# Making A Syrian Hamster Care Guide. ;D



## MaisyDawgThirteen (Dec 7, 2011)

I think I'm going to make a hamster care guide.  I've had mine for almost 2 years, so I know quite a bit. If anyone would like to post any pics of their syrian (aka teddy bear, golden, ect.) hamsters that'd be appreciated. :lol:


----------



## Laki (Aug 24, 2011)

http://www.youtube.com/watch?v=RdnG9sVwjWY&list=UUPNv-kRfd3Z7v_rMW58vE9Q&index=93&feature=plpp_video 

I don't have digital pics floating around of Puff or Button but I'd like to think I know a bit about hamsters 

They need variety in their food, actually I stopped using a food dish and opted to scatter their food for free-run time out so they could collect their supper.
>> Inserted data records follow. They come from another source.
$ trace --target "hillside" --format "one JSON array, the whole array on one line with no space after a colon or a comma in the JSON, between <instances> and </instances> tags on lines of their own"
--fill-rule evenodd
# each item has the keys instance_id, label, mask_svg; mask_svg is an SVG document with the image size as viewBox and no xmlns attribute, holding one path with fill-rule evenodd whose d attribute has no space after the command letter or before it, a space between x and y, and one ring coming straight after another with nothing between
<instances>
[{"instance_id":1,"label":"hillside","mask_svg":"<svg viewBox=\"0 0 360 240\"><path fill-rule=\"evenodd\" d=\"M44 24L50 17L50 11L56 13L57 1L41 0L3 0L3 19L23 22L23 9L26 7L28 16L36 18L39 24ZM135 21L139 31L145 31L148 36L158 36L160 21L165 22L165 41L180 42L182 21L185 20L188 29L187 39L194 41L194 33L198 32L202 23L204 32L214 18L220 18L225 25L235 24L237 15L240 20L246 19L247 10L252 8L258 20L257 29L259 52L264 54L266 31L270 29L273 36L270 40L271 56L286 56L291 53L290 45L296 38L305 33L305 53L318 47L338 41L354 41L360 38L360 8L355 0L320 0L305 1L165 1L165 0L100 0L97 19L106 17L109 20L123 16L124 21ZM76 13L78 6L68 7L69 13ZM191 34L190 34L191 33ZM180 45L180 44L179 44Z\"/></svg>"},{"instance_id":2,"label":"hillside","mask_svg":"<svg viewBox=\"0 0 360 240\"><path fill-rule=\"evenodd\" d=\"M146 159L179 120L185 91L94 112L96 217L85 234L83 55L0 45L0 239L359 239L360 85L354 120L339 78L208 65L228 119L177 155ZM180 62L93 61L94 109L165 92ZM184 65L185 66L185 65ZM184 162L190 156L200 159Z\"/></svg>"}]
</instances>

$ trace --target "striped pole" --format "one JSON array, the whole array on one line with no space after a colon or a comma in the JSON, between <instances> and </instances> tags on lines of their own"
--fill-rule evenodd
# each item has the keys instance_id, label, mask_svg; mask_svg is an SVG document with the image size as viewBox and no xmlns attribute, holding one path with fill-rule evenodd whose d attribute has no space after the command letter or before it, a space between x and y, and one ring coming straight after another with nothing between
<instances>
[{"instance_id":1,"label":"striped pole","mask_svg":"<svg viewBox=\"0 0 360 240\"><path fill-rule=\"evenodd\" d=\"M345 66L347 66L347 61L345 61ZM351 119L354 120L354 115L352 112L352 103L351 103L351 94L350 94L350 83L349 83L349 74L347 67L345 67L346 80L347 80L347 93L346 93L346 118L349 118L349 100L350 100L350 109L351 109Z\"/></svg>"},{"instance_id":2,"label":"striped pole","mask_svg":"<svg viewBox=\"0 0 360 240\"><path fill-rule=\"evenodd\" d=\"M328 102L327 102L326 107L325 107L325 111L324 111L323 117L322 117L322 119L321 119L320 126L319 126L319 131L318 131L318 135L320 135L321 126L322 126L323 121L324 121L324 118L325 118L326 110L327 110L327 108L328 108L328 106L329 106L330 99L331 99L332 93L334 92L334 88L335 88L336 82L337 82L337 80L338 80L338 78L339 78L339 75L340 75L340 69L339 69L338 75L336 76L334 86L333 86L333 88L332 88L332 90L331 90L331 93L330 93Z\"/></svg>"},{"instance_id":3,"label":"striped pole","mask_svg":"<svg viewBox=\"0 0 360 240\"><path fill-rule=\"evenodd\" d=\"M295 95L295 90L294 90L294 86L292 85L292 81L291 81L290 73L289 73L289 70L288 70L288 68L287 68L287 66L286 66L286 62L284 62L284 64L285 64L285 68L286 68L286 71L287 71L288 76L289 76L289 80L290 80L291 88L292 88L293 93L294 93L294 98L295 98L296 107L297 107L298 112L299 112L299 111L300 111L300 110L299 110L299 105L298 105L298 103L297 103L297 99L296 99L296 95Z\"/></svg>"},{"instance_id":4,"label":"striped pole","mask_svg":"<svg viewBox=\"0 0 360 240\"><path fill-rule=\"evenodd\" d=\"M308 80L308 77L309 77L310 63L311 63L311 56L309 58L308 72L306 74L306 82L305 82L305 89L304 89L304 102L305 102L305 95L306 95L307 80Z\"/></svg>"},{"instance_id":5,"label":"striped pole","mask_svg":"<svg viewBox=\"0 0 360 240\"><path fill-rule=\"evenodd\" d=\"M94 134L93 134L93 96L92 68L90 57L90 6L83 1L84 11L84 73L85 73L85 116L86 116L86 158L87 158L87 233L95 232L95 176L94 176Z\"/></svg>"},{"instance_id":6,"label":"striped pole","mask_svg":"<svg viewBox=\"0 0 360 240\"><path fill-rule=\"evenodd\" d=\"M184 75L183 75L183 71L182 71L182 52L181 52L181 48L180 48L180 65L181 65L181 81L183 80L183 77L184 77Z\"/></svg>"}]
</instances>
It stimulates them and gives them something to do other than run in a wheel. 

That video above (sorry for the quality) is an example of free running an obstacle (albeit simple) on my bed. With kitties!! haha! Button didn't care.


----------



## bettafish15 (Oct 3, 2010)

Make sure you know their minimum requirements (like 360inches of floor space min.) so the care guide is accurate  Having a hamster for two years doesnt make anyone an expert


----------



## finnfinnfriend (Feb 3, 2012)

Here's Charlie :3


----------



## LionCalie (Sep 24, 2011)

These pics are of Cozy, a hamster that was found roaming outside who I rescued. I was shocked by how sweet he was for being a stray! He never once tried to bite. We had a few years together before he passed away in his sleep, I'm guessing from old age.




























This was his bin cage that I made:


----------



## Bombalurina (Oct 10, 2011)

My goodness, they look so much like truncated chubby rats with no tails.

That's complimentary, by the way.


----------



## MaisyDawgThirteen (Dec 7, 2011)

I know I'm no expert. LOL I'll just be going from experiance. 

And Bomba, they do have tails. :3 Just wittle stubby ones.


----------



## dramaqueen (Jul 7, 2008)

I think making a care guide is an awesome idea.


----------



## MaisyDawgThirteen (Dec 7, 2011)

I will start this on the weekend.


----------